Sense of an Ending movie
Based on Julian Barnes’s novel

 

Sense of an Ending works better on the page than The Sense of an Ending works on the screen. Novels are mental and films are visual and Julian Barnes’s 2011 Man Booker Prize novel, Sense of an Ending, has been acclaimed for elegance, incisiveness and for the powerful unreliable memory of the main character. The Sense of an Ending (directed by Ritesh Batra, also director of the delightful Lunchbox) is a dramatic adaptation of the novel. It glides back and forth in time as we view the disconnected pieces of a previously unexamined life and the exploration of memory’s role in constructing one’s identity.

Tony Armstrong (a subtle performance by Jim Broadbent) becomes obsessed with his college days, after he is bequeathed his best friend’s diary The problem is that the diary is in the possession of his old girl friend Victoria (Charlotte Rampling). She refuses to hand it over. Now a late sixty-something semi-retired shop keeper, Tony’s days are a  meandering in a foggy haze of opaque memory.

A mystery begins to unfold, literally, in Tony’s rearview mirror and in his present, as he searches for answers concerning Adrian’s diary. What follows is the destruction of self-identity, friendship, and one’s life story caused by a letter saved from the past.

Some of the most crucial details in character and plot are left to the viewer to determine, and the motivation, regret, and loss of one’s own story are not available to the viewer. Tantalizing clues as to what impact the letter had are sorely lacking.

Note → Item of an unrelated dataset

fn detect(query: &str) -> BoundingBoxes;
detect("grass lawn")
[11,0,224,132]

We all remember an event differently. We’re raised by the same parents, with the same siblings but we still have had different childhoods. Older people have more of a past than the young, so their memories are full of memories of memories–and of ways to construct versions of themselves they feel comfortable with. And how do the things that we forget, choose to leave out or just misremember affect how we view our past, our present, ourselves?

Broadbent tries heroically to suggest his longing to make things right before decrepitude and dying set in–to have the life he chooses to remember, but Sense of an Ending left this viewer wanting more of the interior life–the quiet catastrophe– of this flawed, unlikable character. How does an older self pass judgment on the younger version? Perhaps psychological narratives like Sense of an Ending demand too much from cinematic presentation, visual scenes of the reflection of the mind.